September 5

***

Как всякое синтетическое явление Русская Система (#русская_матрица) многоаспектна и потому ускользает от кратких академических определений. Это связано прежде всего с тем, что РС объединяет в себе два онтологически разных среза бытия: ментальный и социально-исторический. Их синтез, в свою очередь, порождает определённый тип исторического субъекта – носителя специфического культурного сознания. Специфика же его заключается прежде всего в особом типе мифологизации реальности.

В глубинной основе всякого мифа лежит страх хаоса (его психическая основа восходит ещё к временам антропогенеза) и, соответственно, всякая мифологическая конструкция – есть формула его преодоления. (Культура возникает там, где появляется правило. К. Леви-Строс). Инвариантным психологическим ядром мифообразования здесь выступает комплекс представлений, связанный с сопричастностью (партиципацией) к источнику порядка. Если источник порядка имеет сверхчеловеческое измерение, то он в принципе не может быть инкорпорирован внутрь ментальности субъекта: она просто не способна его вместить в его иррациональном величии и непостижимости.

Тем самым блокируется возможность возникновения источника порядка внутри ментальности самого индивидуума. И многократно отмеченное стремление к безответственности, увиливанию от выбора, делегирование прав «наверх», умственная лень, «придуривание», бытовой идиотизм, тупое безразличие ко всему и т.д. и т.п. – всего лишь социально-психологические проекции этой глубинной диспозиции.

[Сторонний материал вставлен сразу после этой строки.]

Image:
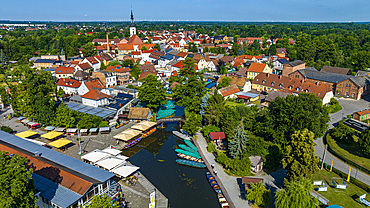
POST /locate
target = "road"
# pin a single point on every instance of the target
(349, 106)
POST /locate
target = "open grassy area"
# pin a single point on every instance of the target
(350, 150)
(229, 103)
(347, 198)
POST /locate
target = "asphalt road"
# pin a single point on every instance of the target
(349, 106)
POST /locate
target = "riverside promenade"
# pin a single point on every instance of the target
(228, 184)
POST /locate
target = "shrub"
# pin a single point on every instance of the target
(211, 147)
(6, 129)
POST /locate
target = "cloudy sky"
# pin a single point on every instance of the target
(198, 10)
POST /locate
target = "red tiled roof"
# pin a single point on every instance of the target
(217, 135)
(94, 94)
(68, 83)
(64, 70)
(94, 83)
(257, 67)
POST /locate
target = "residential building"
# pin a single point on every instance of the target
(60, 181)
(88, 85)
(95, 98)
(257, 68)
(44, 63)
(336, 70)
(123, 74)
(291, 67)
(69, 86)
(229, 91)
(361, 115)
(64, 72)
(273, 82)
(108, 78)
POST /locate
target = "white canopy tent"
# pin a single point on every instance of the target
(112, 151)
(110, 162)
(95, 156)
(125, 169)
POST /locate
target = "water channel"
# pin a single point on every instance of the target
(183, 186)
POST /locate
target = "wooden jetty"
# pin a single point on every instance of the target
(180, 135)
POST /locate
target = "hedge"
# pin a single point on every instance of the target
(343, 158)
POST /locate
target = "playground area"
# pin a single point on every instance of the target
(336, 193)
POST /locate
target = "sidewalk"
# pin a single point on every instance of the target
(229, 182)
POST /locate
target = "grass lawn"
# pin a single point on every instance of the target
(350, 150)
(348, 198)
(229, 103)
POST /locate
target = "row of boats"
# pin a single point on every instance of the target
(190, 155)
(216, 187)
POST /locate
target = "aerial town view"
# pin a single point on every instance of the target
(184, 104)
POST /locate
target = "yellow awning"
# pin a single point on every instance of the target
(60, 143)
(26, 134)
(52, 134)
(139, 127)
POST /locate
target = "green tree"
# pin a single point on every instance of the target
(189, 68)
(157, 46)
(17, 185)
(101, 201)
(225, 81)
(300, 158)
(102, 66)
(2, 57)
(296, 195)
(239, 142)
(64, 117)
(88, 50)
(192, 123)
(135, 72)
(152, 91)
(258, 194)
(364, 142)
(287, 115)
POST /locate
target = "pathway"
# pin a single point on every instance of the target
(229, 184)
(349, 106)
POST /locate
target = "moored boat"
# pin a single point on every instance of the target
(186, 148)
(192, 154)
(191, 163)
(189, 157)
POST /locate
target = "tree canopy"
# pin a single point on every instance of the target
(16, 183)
(152, 91)
(300, 158)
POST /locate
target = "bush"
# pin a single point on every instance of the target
(208, 129)
(6, 129)
(211, 147)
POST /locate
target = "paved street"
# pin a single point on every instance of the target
(349, 106)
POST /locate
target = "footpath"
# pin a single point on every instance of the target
(229, 183)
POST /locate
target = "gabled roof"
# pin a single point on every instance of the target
(69, 83)
(312, 73)
(134, 39)
(337, 70)
(94, 83)
(64, 70)
(84, 66)
(94, 94)
(257, 67)
(229, 90)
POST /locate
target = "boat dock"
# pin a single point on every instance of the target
(180, 135)
(210, 169)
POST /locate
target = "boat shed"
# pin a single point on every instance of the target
(70, 183)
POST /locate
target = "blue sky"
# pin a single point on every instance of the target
(199, 10)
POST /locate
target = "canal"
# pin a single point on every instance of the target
(183, 186)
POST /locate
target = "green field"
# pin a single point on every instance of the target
(350, 150)
(348, 198)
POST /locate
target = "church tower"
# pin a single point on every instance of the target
(132, 25)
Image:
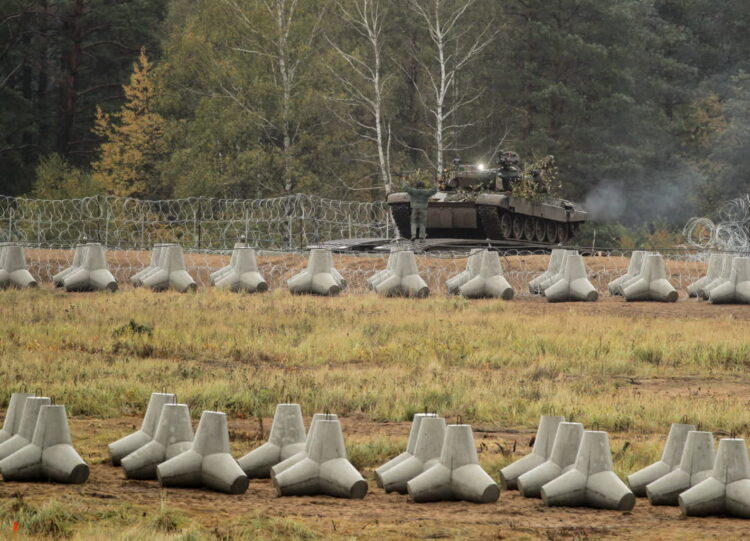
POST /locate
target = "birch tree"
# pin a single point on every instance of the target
(453, 45)
(364, 84)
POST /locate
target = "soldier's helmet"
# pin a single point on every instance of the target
(509, 159)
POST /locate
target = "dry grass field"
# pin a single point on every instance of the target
(631, 369)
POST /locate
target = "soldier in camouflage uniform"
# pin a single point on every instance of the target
(419, 195)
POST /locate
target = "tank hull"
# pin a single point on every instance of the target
(495, 216)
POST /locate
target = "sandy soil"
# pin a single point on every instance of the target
(382, 515)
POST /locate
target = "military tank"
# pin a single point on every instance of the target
(477, 203)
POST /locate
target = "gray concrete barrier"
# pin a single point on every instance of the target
(287, 438)
(174, 435)
(727, 490)
(696, 465)
(124, 446)
(543, 443)
(592, 481)
(457, 475)
(208, 462)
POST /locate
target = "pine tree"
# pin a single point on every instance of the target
(133, 140)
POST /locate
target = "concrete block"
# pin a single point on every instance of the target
(724, 273)
(217, 275)
(457, 475)
(325, 468)
(208, 463)
(670, 460)
(93, 273)
(170, 272)
(561, 460)
(244, 274)
(553, 269)
(591, 482)
(13, 270)
(301, 455)
(14, 415)
(411, 443)
(573, 285)
(137, 278)
(696, 465)
(78, 256)
(174, 435)
(50, 456)
(404, 279)
(615, 287)
(473, 264)
(490, 281)
(427, 450)
(543, 443)
(25, 434)
(713, 271)
(287, 438)
(124, 446)
(317, 278)
(736, 290)
(652, 283)
(727, 490)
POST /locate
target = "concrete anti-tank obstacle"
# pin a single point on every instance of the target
(124, 446)
(490, 282)
(404, 279)
(243, 274)
(325, 468)
(670, 460)
(473, 264)
(13, 270)
(724, 272)
(561, 460)
(696, 465)
(208, 462)
(219, 274)
(544, 441)
(410, 444)
(137, 278)
(574, 284)
(171, 272)
(591, 482)
(14, 415)
(317, 278)
(50, 456)
(25, 434)
(553, 269)
(427, 451)
(174, 435)
(93, 273)
(737, 289)
(78, 256)
(555, 278)
(287, 438)
(727, 490)
(457, 475)
(713, 270)
(652, 283)
(300, 456)
(615, 287)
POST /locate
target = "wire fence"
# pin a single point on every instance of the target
(290, 222)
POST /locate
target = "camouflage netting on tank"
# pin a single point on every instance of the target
(290, 222)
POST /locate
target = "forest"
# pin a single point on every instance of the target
(645, 104)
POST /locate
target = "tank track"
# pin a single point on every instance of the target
(401, 213)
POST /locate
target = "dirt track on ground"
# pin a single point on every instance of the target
(382, 515)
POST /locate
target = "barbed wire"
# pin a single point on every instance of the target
(730, 232)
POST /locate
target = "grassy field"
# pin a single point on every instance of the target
(499, 365)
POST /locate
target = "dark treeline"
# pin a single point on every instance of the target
(644, 103)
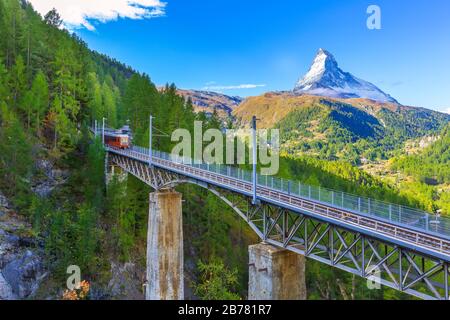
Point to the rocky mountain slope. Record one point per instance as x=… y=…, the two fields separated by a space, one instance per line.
x=207 y=101
x=325 y=78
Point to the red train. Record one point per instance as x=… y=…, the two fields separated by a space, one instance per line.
x=119 y=139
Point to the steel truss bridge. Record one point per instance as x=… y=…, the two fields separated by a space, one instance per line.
x=406 y=249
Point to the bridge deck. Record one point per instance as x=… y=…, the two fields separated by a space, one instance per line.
x=414 y=234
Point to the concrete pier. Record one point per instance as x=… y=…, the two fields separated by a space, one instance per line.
x=165 y=279
x=275 y=274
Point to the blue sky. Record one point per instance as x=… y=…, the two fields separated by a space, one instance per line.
x=267 y=45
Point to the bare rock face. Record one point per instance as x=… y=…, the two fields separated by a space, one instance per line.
x=24 y=274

Если индивидуум не имеет источника порядка внутри, то он в принципе не способен к развитию в себе личностного начала. Путь к самодостаточности и соответственно к внутренней свободе для него закрыт. А потому рабы могут терпеть всё, кроме свободы. Ибо свобода для раба, лишённого внешнего регулятива, оборачивается хаосом. В России, где архаический слой ментальности слишком долго пребывал в состоянии минимально уравновешенном культурой большого общества, страх хаоса превратился в тяжелейший невроз культурного сознания. Речь не идёт лишь о внешних, социальных проявлениях хаоса: от варварской «волюшки вольной» до мародёрства и погромов. Субъект РС боится, прежде всего, хаоса внутреннего («…Не знаешь ты моего характеру!» А.Н. Островский), той необузданной стихии раскультуривания, которая, стоит лишь внешней контролирующей инстанции на миг отвернуться – грозит вырваться наружу.

Отсюда – и ужас пресловутого «бессмысленного и беспощадного» русского бунта, которым истеричная интеллигенция не устаёт пугать общество. Но Пушкин был неправ: бунт не бывает бессмысленным. Психологическое природнение к хаосу в ходе бунта – это начальный акт ритуального обновления мира. «До основания, а затем…» – самое точное определение психологического режима партиципации в бунте. «Тащи рояль на улицу!» – призывает Маяковский. Неважно, что будет исполняться, но главное, «чтоб шум, чтоб гам!»

С этим связан важнейший ключевой вывод о том, что глубинные режимы бегства от хаоса на путях установления партиципационных отношений, подобно видовым границам в биологии, разделяют исторические типы ментальности. Между ними нет и в принципе не может быть никакого синтеза, паллиатива или консенсуса. И потому идея единых общечеловеческих ценностей – чистейший миф. Когда полемика между сторонниками личностного и антиличностного начал (в случае РС это полемика между «либералами» и «державниками») доходит до рефлексии последних ценностных оснований, то обе стороны становятся одинаково лапидарны и беспомощны в аргументации своей позиции, ибо становятся на зыбкую почву не прорефлексированных априорных установок.

Установки эти, мифологические по своей сути, не могут быть подкреплены или обоснованы какими-либо внешними аргументами, но зато на них живо отзывается душа. В истории же «консенсус» может установиться тогда и только тогда, когда одна из парадигм побеждает и подавляет другую и побежденная модель смиряется со своим подавлением. Так произошло в Западной Европе, где личностная парадигма в три этапа (Ренессанс, Реформация, Просвещение) победила партиципацию к внешнему источнику порядка в виде христианского духовного Абсолюта и его земных социоцентрических проекций и навязала себя всему обществу, состоящему, как и всякое другое, мягко говоря, отнюдь не из одних личностей.